Re: clean hydration pack
« Reply #15 on: September 23, 2011, 10:00:44 am »
I used to backpack with an internist in the 70s and 80s. This was when reports of water-borne diseases were increasing in Idaho's wilderness and water filters were becoming expensive but necessary accessories. This doctor pointed out maintaining a sterile water source is far more complicated than anyone believes. If you rinse your hands in the lake, walk across a creek and then touch your boots or dip your bandana into the stream and wipe your face, there's no need to filter your water except to remove debris. At the microscopic level, you've totally compromised your clean water regimen.

I think this is a version of the "one germ will kill you" fallacy.  OK, it's just barely possible -- but Schrodinger's cat may have slept here, too.

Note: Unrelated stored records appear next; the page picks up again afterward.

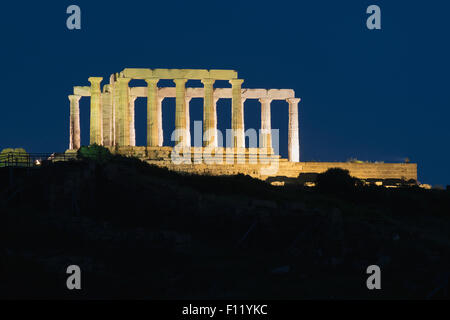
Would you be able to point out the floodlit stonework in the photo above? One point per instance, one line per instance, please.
(112, 125)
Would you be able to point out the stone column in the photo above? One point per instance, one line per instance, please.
(160, 129)
(96, 111)
(216, 141)
(107, 117)
(237, 113)
(113, 108)
(208, 113)
(153, 113)
(132, 122)
(266, 135)
(180, 111)
(293, 143)
(123, 112)
(74, 140)
(188, 122)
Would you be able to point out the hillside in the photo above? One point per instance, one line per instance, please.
(138, 231)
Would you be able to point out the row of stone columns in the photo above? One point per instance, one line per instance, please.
(118, 109)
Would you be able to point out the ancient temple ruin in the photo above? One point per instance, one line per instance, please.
(112, 125)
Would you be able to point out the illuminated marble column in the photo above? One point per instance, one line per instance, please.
(132, 122)
(188, 123)
(180, 111)
(293, 143)
(208, 113)
(113, 108)
(117, 117)
(96, 111)
(154, 125)
(124, 107)
(160, 129)
(266, 136)
(237, 113)
(74, 140)
(216, 141)
(107, 115)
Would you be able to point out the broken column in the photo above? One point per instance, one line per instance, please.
(180, 112)
(209, 133)
(153, 113)
(237, 114)
(293, 142)
(132, 121)
(123, 112)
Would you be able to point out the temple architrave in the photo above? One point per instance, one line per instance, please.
(112, 125)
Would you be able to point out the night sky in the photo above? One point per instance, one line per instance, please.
(377, 95)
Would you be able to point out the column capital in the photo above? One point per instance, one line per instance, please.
(74, 97)
(208, 81)
(293, 100)
(265, 100)
(152, 81)
(95, 80)
(236, 82)
(180, 81)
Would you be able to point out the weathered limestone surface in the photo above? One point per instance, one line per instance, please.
(209, 131)
(293, 140)
(132, 121)
(74, 142)
(198, 74)
(266, 127)
(180, 112)
(96, 111)
(107, 112)
(237, 114)
(123, 114)
(161, 156)
(153, 124)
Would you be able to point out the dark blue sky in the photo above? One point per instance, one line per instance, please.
(371, 95)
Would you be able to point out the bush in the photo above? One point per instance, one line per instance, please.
(336, 180)
(95, 153)
(17, 157)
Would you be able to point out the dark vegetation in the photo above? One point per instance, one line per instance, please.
(139, 231)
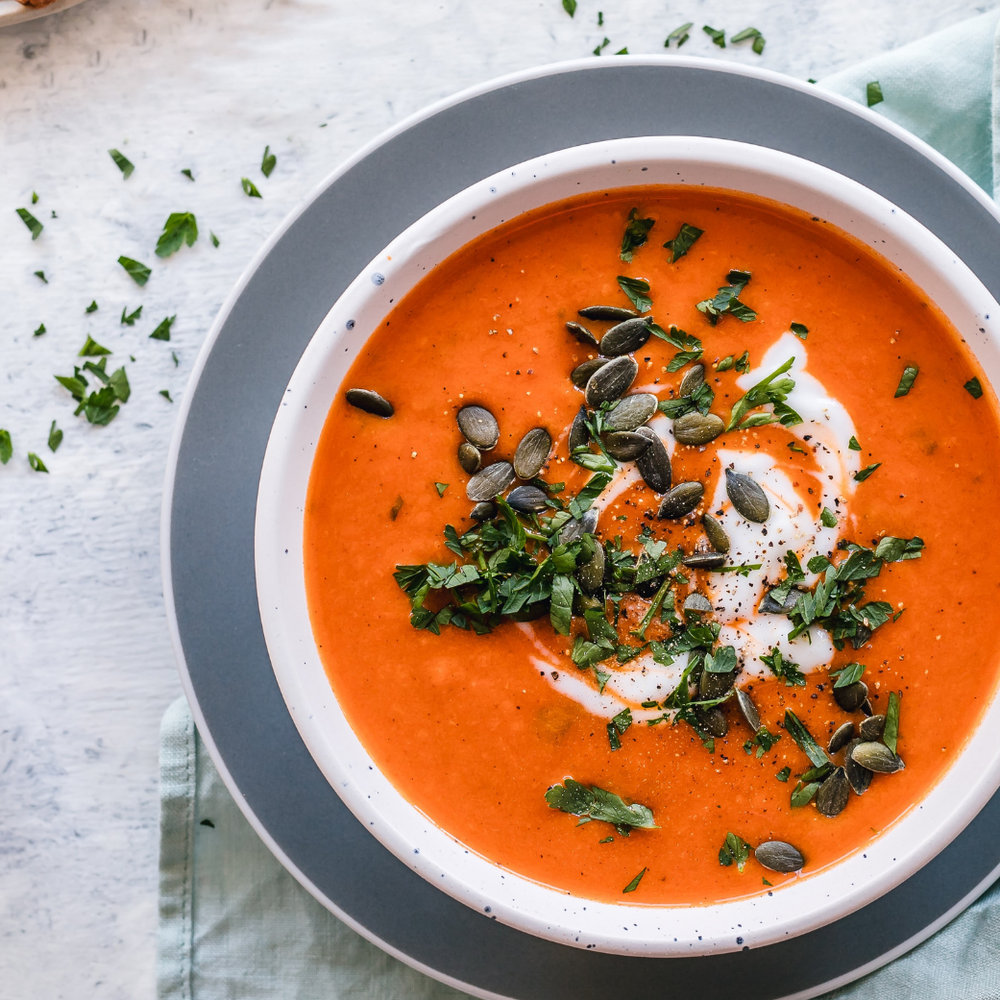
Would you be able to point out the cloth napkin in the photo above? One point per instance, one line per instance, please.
(234, 925)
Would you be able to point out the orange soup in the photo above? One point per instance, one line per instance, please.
(725, 610)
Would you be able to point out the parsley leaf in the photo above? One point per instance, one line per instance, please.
(139, 273)
(124, 165)
(635, 235)
(31, 222)
(636, 289)
(162, 332)
(686, 238)
(180, 228)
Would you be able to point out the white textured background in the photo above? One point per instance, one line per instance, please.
(86, 667)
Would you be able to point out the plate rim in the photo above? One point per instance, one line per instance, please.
(495, 84)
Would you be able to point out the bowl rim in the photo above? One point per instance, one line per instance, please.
(723, 919)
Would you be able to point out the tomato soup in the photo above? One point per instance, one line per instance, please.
(665, 692)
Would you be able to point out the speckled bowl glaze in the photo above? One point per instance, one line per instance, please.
(623, 928)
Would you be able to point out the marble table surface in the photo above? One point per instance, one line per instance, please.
(86, 666)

However, a normal person's immune system can handle some number of most etiologic agents.  One flu virus?  your immune system will probably contain it before you come down with the flu.  One giarda cluster?  ditto.  The problem comes when you ingest 100 giardia clusters, or a few thousand flu viruses.  Then they can reproduce fast enough to overwhelm your immune system, and you'll get sick.

The question is, how many is too many?  and how do you keep the number you're exposed to below that "too many" number?  The answer is not always clear, but it's part of why you wash your hands before eating, rinse off fruits and vegetables before preparation, and clean out your hydration pack.  It's almost impossible to sterilize your hands, and not many of us have an autoclave to cook the pack before or after each outing, but we do what we can to get the population of germs down.